An executive is asked if they were aware of internal reports. He says:

“To my knowledge, those concerns were being handled.”

That’s hedging (“to my knowledge”), passive voice (“were being handled”), and evasion (not a yes or no). Multiply those cues—you're in deception territory.

2. The Office Lie

Coworker says they worked late. You ask, “Who was here when you left?” They answer:

“I stayed till around 8, just getting caught up. I didn’t really pay attention to who else was around. I was in my zone.”

Again—no names, no specifics, and distancing language. People who tell the truth remember context.

3. The “Laura” Scenario (Real example)

You ask a lawyer if they were the person referenced in a billing entry. She replies:

“I can’t tell you if it did or didn’t. That was in January. I don’t keep emails that long.”

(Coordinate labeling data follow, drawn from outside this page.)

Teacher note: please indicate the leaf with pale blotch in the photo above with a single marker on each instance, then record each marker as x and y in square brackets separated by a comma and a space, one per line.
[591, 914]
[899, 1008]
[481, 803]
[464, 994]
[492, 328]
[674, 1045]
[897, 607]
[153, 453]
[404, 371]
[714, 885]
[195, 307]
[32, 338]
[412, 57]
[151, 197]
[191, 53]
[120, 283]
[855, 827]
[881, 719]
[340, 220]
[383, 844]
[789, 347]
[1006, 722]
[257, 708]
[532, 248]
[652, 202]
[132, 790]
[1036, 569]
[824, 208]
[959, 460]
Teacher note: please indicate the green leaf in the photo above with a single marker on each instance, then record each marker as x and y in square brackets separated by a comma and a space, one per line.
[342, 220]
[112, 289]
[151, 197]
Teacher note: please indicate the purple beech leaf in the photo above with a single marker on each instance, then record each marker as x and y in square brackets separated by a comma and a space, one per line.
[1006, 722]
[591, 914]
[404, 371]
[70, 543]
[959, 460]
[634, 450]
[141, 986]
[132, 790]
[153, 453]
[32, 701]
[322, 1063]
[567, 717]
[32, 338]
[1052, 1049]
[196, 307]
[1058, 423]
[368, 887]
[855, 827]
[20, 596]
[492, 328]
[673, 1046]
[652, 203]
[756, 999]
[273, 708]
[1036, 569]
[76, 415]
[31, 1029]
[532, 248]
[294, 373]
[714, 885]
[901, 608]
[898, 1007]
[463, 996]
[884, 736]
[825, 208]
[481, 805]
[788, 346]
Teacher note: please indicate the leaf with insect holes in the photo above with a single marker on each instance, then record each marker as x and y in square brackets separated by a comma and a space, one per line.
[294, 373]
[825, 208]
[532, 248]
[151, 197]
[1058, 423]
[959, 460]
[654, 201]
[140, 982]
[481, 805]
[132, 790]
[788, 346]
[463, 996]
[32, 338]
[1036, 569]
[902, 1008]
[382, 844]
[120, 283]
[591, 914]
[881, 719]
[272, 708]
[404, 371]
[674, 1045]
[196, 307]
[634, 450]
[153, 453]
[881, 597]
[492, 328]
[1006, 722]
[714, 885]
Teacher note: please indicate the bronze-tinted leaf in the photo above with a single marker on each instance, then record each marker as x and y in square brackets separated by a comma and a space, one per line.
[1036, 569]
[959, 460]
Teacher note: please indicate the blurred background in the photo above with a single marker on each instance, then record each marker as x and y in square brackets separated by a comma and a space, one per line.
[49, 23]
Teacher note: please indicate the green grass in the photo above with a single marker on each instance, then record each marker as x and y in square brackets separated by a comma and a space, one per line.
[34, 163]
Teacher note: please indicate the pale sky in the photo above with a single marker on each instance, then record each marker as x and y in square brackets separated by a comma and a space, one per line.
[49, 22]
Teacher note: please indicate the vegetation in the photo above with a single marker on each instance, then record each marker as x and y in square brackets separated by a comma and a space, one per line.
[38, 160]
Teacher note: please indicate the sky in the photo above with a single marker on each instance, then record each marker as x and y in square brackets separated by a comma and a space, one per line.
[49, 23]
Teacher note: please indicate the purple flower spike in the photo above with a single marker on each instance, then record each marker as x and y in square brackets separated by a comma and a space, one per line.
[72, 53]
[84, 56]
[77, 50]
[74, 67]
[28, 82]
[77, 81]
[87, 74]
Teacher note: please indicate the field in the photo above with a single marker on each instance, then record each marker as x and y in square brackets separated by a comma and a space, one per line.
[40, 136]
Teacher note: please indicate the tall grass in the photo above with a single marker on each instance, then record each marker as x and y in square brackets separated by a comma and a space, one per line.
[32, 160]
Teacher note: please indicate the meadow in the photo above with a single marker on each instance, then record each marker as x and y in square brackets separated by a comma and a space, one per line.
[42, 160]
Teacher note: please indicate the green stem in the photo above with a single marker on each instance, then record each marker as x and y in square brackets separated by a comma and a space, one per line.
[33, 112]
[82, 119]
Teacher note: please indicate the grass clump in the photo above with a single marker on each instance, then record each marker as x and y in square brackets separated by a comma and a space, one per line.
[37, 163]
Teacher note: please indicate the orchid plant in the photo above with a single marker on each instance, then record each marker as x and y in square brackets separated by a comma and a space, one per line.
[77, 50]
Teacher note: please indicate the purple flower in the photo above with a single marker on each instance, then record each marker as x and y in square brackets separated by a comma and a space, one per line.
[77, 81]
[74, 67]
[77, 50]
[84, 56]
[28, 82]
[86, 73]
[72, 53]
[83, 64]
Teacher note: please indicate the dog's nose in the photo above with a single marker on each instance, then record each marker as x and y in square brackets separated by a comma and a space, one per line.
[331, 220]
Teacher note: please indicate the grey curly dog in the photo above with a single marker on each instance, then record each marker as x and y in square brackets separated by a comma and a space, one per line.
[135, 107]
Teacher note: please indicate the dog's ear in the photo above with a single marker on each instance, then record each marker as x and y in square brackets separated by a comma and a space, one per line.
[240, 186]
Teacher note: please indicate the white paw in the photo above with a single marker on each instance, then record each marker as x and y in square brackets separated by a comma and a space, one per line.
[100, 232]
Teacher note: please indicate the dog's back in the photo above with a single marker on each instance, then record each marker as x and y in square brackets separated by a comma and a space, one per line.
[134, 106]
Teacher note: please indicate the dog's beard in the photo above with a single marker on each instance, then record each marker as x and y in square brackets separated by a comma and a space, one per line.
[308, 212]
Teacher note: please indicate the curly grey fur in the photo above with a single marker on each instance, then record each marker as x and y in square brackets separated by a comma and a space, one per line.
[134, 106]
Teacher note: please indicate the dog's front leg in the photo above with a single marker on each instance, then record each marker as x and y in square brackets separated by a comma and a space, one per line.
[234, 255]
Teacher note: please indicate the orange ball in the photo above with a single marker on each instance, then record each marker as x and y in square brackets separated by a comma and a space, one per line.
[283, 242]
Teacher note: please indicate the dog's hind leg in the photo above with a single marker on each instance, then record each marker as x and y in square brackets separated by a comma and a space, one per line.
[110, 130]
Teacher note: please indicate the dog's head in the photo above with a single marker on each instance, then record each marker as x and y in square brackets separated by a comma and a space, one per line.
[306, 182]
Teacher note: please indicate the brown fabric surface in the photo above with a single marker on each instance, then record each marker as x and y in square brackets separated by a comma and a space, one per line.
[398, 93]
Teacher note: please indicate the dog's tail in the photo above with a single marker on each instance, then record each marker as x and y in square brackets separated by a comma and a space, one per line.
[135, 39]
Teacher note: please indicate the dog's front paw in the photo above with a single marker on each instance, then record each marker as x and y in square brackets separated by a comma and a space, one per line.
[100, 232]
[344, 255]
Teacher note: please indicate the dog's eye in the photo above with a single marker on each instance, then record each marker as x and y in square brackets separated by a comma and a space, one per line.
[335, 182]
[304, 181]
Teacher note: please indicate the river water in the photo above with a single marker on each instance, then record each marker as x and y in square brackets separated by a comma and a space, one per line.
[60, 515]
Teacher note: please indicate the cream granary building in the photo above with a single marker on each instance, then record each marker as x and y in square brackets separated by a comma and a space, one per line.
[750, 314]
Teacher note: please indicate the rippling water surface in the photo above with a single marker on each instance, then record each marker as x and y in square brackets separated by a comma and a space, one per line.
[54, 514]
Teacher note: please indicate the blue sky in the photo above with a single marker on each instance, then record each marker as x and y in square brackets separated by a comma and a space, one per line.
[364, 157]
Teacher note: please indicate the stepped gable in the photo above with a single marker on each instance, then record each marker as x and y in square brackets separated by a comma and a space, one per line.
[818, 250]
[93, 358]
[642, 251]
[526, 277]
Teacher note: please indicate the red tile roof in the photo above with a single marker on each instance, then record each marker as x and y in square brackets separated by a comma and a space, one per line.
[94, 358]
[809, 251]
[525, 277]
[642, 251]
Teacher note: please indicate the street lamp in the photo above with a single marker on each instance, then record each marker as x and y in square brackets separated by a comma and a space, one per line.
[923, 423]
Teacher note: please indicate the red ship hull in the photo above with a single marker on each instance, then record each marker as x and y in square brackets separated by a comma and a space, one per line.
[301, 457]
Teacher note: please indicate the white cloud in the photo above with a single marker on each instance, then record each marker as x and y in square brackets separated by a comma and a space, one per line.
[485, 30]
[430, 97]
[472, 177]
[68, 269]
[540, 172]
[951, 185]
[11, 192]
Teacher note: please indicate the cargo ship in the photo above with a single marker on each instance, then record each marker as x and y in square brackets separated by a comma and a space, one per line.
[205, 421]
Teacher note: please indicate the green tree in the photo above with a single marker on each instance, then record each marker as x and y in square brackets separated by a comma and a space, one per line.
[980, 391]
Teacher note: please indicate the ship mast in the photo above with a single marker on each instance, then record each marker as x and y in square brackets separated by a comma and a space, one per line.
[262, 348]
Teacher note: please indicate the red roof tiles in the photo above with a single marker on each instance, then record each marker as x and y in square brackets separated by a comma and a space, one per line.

That’s evasive language, temporal distancing (“that was in January”), and a false premise (emails from 8 months ago aren’t “old”). She never denies. She also contradicts herself later in writing. That’s what lying looks like—subtle, inconsistent, dodgy.

VII. Written and Recorded Deception

Written language strips away tone and body language, but it adds a new dimension: editing. Liars who write are trying to look clean.

Watch for:

  • Shifts in tone midway through the message

  • Unnecessary qualifiers: “Honestly,” “To be fair,” “In my experience…”

  • Vagueness where detail should exist

  • Hyper-clarity where none is needed (overwritten alibis)

  • Distancing pronouns (“That person” vs. “She” or “I”)

In recorded calls? Listen for:

  • Breath changes

  • Awkward pauses after direct questions

  • Sudden pitch lifts or vocal fry when pressed

Combine this with transcript analysis and you get a powerful lens for detecting dishonesty.

VIII. Conclusion

Lies are rarely revealed by a single sentence. But they leave fingerprints—on word choice, pacing, posture, and silence. When someone avoids denial, when they contradict themselves mid-story, when they stall or overly polish — those are your tells.

The art of spotting deception isn’t about magic. It’s about attention. It’s about hearing what isn’t said, seeing what doesn’t match, and asking the right questions twice.

Because liars improvise. The truth doesn’t have to.